Frankly, Pistol Caliber Carbines Don’t Make a Lot of Sense – Here’s Why

    I know that I am not going to make any friends by writing this, but that never stopped me before, so why not? Here goes: Pistol caliber carbines don’t make a whole lot of sense for the American rifle buyer, or at least not most of the offerings on the market right now.

    Now, wait, hold on: Before you get your pitchforks, you should know what I mean exactly. Firstly, I am talking about pistol caliber carbines as defensive or working tools, not as range toys or fun guns. Second, I am talking about the American market specifically; I cannot speak to the Canadian or European markets, or any other market. Third, for the purposes of this post I am not going to consider NFA pistol caliber long guns, that means anything I write here doesn’t necessarily apply to SBRs, suppressor hosts, or submachine guns. Also, none of the arguments I am making here address circumstantial reasons to own pistol caliber carbines, for example legal restrictions on standard caliber rifles, or lack of access to rifle-rated ranges. Ultimately, I don’t think people should tether their gun purchase decisions to what online “experts” like myself have to say. We might know a lot and can potentially be helpful in making decisions (though neither of those things are guaranteed), but ultimately we cannot account for every potential circumstance and situation. At the end of the day, anyone reading this with an eye to buy must make their own decisions for their own situation, not based on what a so-called “expert” like me has to say!

    Alright, now go get your pitchforks.

    The fundamental problem of the pistol-caliber carbine is that it is a compromise with no payoff. Take a standard rifle-caliber carbine and change the design so that it uses pistol ammunition, to what end? A number of arguments have been made to positively answer this question, but I think they mostly serve to justify the concept, rather than the concept existing to fill a meaningful need. Still, let’s review a few of those arguments:

    • Pistol caliber carbines can share ammunition with the pistol. This way, if either the pistol or rifle runs dry, it can be refreshed with ammunition from the other.
    • Pistol caliber carbines can approach rifle performance thanks to their longer barrels.
    • Pistol ammunition may be cheaper than rifle ammunition.

    The ammunition sharing argument to me falls flat because it describes a technical curiosity, but no actual practical advantage. If both weapons share ammunition, so what? In what situation does one run dry with one firearm and then defeat results if it can’t then be refreshed with ammunition from the other? Isn’t the most logical thing to do in this situation – one which must be extremely rare to begin with! – to simply switch to the other weapon?

    I think this argument mostly relies on analogy to the guns of the Old West, in which sometimes ammunition could be shared between rifle and pistol.

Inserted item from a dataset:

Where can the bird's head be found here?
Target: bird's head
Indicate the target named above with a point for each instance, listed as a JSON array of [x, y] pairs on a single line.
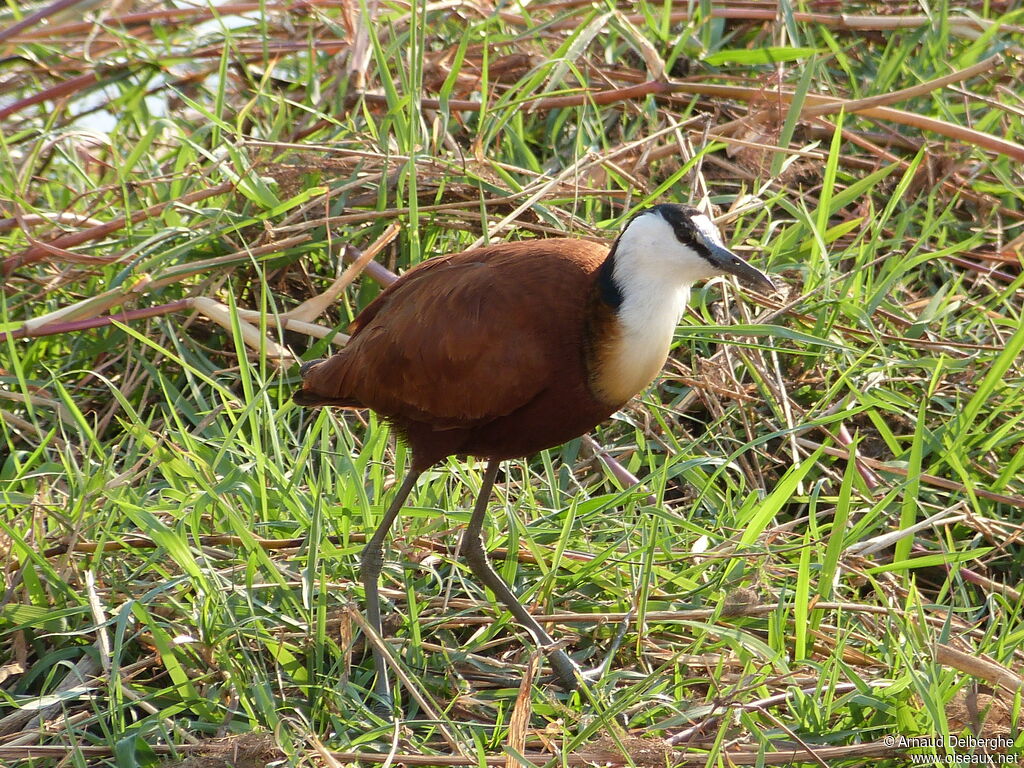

However, this was probably more a byproduct of the circumstances of the era. For one thing, ammunition standardization was much less solidified in those days than it is now. Where now we have two overwhelmingly dominant centerfire calibers, 9mm and 5.56mm, one each for rifle and pistol, back then a number of different caliber systems existed, and it was not unusual for different manufacturers to have different non-interchangeable competing ammunition types! Also, the performance gap between rapid-firing lever-action carbines and revolvers was not very great before 1890; as evidence of this, look at rounds like the .44 Henry and .44-40 which although designed as rifle ammunition later became popular in handguns. In those days, as well, the state-of-the-art propellant technology, blackpowder, was not as tailorable for different barrel lengths as smokeless powder is today. All this put together means that at the time, there were circumstances where choosing a rifle in a pistol or revolver caliber had no practical downsides.

    What was true then is not true now, however. Now, given the high performance of modern rifle calibers like the 5.56x45mm and 7.62x51mm, opting for a pistol-caliber long gun incurs a substantial penalty in terms of range, accuracy, lethality, and power. Consider, for example, that from a 10.5″ SBR barrel, 5.56mm offers twice the muzzle energy and essentially twice range (by trajectory) than the 9mm when fired from rifle barrels; the common 16″ civilian carbine produces nearly three times the energy of the 9mm. Even the lowly .30 Carbine produces more than double the muzzle energy when fired from comparable barrel lengths! The high velocity, high energy, and superior projectile shape of rifle ammunition give the weapons chambered for them a great deal more capability and destructive power than they would have if chambered for pistol ammunition.

    It should also be pointed out that ammunition is typically designed to perform well in one platform or the other – rifle, or pistol. Today’s modern propellants can be tailored to a great degree for maximum performance from whatever barrel length the intended platform has. The ‘burn rate” describes the quickness with which the propellant consumes itself to power the projectile. Ammunition designed for short barrels, like as for a handgun, are designed with very fast burn rates so that they consume themselves completely or nearly completely before they leave the muzzle, while ammunition designed for longer barrels (like as for a rifle or carbine) will have slower burn rates. The slower burn rate of rifle ammunition is the reason why rifle-caliber pistols like the Kel-Tec PLR-16 produce such massive fireballs, while handguns in pistol calibers do not. The converse of this fact is that pistol rounds, especially autoloading calibers of the type generally used with modern self-defense pistols, do not gain very much performance when used with longer barrels. For example, the Federal 124gr Hydra-Shok 9mm – according to data on the informative Ballistics By the Inch website – gains a mere 170 ft/s when going from a 4″ handgun barrel to an 18″ rifle barrel.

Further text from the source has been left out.